Namun dalam pertimbangannya, MK memerintahkan Pemerintah untuk segera melakukan riset terhadap Narkotika Golongan I dengan kepentingan praktis pelayanan kesehatan. MK menekankan bahwa hasil dari pengkajian dan penelitian ilmiah tersebut harus dijadikan sebagai bahan oleh pembuat kebijakan, untuk mengubah peraturan terkait pemanfaatan Narkotika Golongan I untuk kepentingan kesehatan.
Para pemohon sebelumnya meminta Mahkamah Konstitusi untuk mencabut Penjelasan Pasal 6 ayat (1) huruf a dan Pasal 8 ayat 1 Undang-Undang Nomor 35 Tahun 2009 tentang Narkotika yang melarang penggunaan Narkotika Golongan I untuk pelayanan kesehatan.
Para Pemohon berargumen bahwa ketentuan tersebut bertentangan dengan UUD 1945 Pasal 28H ayat (1) yang menjamin hak atas kesehatan dan Pasal 28C ayat (1) tentang hak untuk memperoleh manfaat dari hasil perkembangan ilmu pengetahuan dan teknologi.
Sidang permohonan perkara ini telah digelar sebanyak sepuluh kali sejak permohonan dikirimkan ke Mahkamah Konstitusi pada 19 November 2020. Para pemohon perorangan yang mengajukan permohonan antara lain Dwi Pertiwi, Santi Warastuti, dan Nafiah Muharyanti yang masing-masing memiliki anak dengan Cerebral Palsy dan membutuhkan pengobatan dengan Narkotika Golongan I.
“Sedangkan para pemohon lembaga yaitu ICJR, LBH Masyarakat, dan Rumah Cemara masing-masing merupakan bagian dari Koalisi Jaringan Advokasi Narkotika untuk Kesehatan yang mengupayakan reformasi kebijakan
narkotika di Indonesia,” kata pengacara Rudy Wedhasmara,SH,MH selaku pihak aktivis advokasi narkotika kepada wartawan, Rabu (20/7/2022).

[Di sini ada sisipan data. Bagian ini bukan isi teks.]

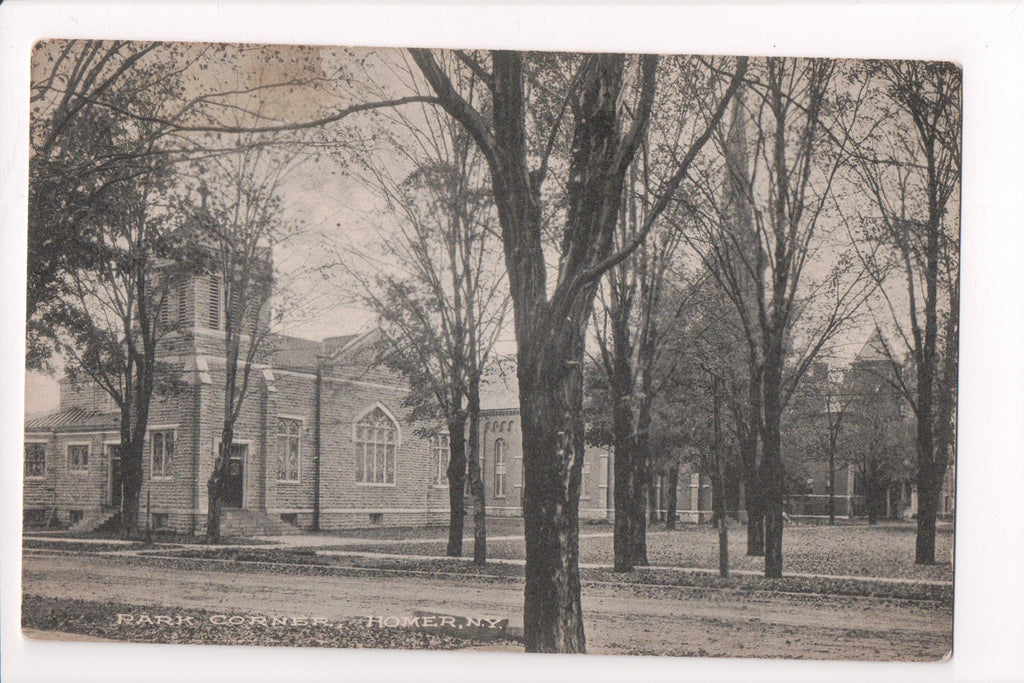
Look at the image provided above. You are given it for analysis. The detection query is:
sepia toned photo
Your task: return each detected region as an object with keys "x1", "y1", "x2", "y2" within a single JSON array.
[{"x1": 20, "y1": 39, "x2": 958, "y2": 663}]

“Dalam pertimbangannya, MK berpandangan bahwa meskipun berbagai negara telah mengatur soal penggunaan beberapa jenis Narkotika Golongan I untuk pengobatan, namun bukan berarti negara-negara lain yang belum mengatur seperti Indonesia juga tidak mengoptimalkan penggunaan narkotika untuk pelayanan kesehatan,” jelasnya.
Salah satu alasan MK yakni bahwa jenis narkotika yang mungkin dapat bermanfaat untuk pelayanan kesehatan
tidak berbanding lurus dengan besar akibat yang ditimbulkan dari tingkat ketergantungannya yang tinggi.

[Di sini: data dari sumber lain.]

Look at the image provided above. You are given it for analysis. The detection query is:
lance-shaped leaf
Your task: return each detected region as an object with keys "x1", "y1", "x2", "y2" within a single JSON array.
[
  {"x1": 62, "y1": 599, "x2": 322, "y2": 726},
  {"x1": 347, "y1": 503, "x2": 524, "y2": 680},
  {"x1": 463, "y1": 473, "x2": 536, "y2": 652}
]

Lebih lanjut, MK menyatakan bahwa fakta berbagai negara sudah mengatur hal
tersebut, tidak dapat dijadikan parameter untuk diterapkan semua negara karena ada
karakter yang berbeda, jenis bahan narkotika, struktur budaya hukum, sarana prasarana yang dibutuhkan. Selebihnya, MK juga menyatakan bahwa ketentuan penggolongan dan pengaturan sebagaimana dalam pasal aquo termasuk dalam open legal policy atau kewenangan dari pembuat undang-undang.
Dengan demikian reformasi kebijakan narkotika sepenuhnya diserahkan kepada Pemerintah dan DPR. Untuk itu, Koalisi Advokasi Narkotika untuk Kesehatan menyerukan agar:
1. Sebagai open legal policy, maka dalam proses revisi UU Narkotika, Pemerintah dan
DPR harus mengkaji ulang pelarangan penuh penggunaan narkotika untuk
kepentingan kesehatan, sehingga Penjelasan Pasal 6 ayat (1) dan Pasal 8 UU
Narkotika harus menjadi poin penting untuk dihapuskan dalam revisi UU Narkotika. Dengan revisi ini, maka Pemerintah maupun Swasta sesuai dengan amanat MK akan memiliki peluang yang besar untuk menyelenggarakan penelitian yang komprehensif dan mendalam tentang penggolongan narkotika, dan teknis pemanfaatan narkotika untuk kepentingan kesehatan, bahkan sampai dengan membangun sistem yang kuat terkait dengan hal tersebut.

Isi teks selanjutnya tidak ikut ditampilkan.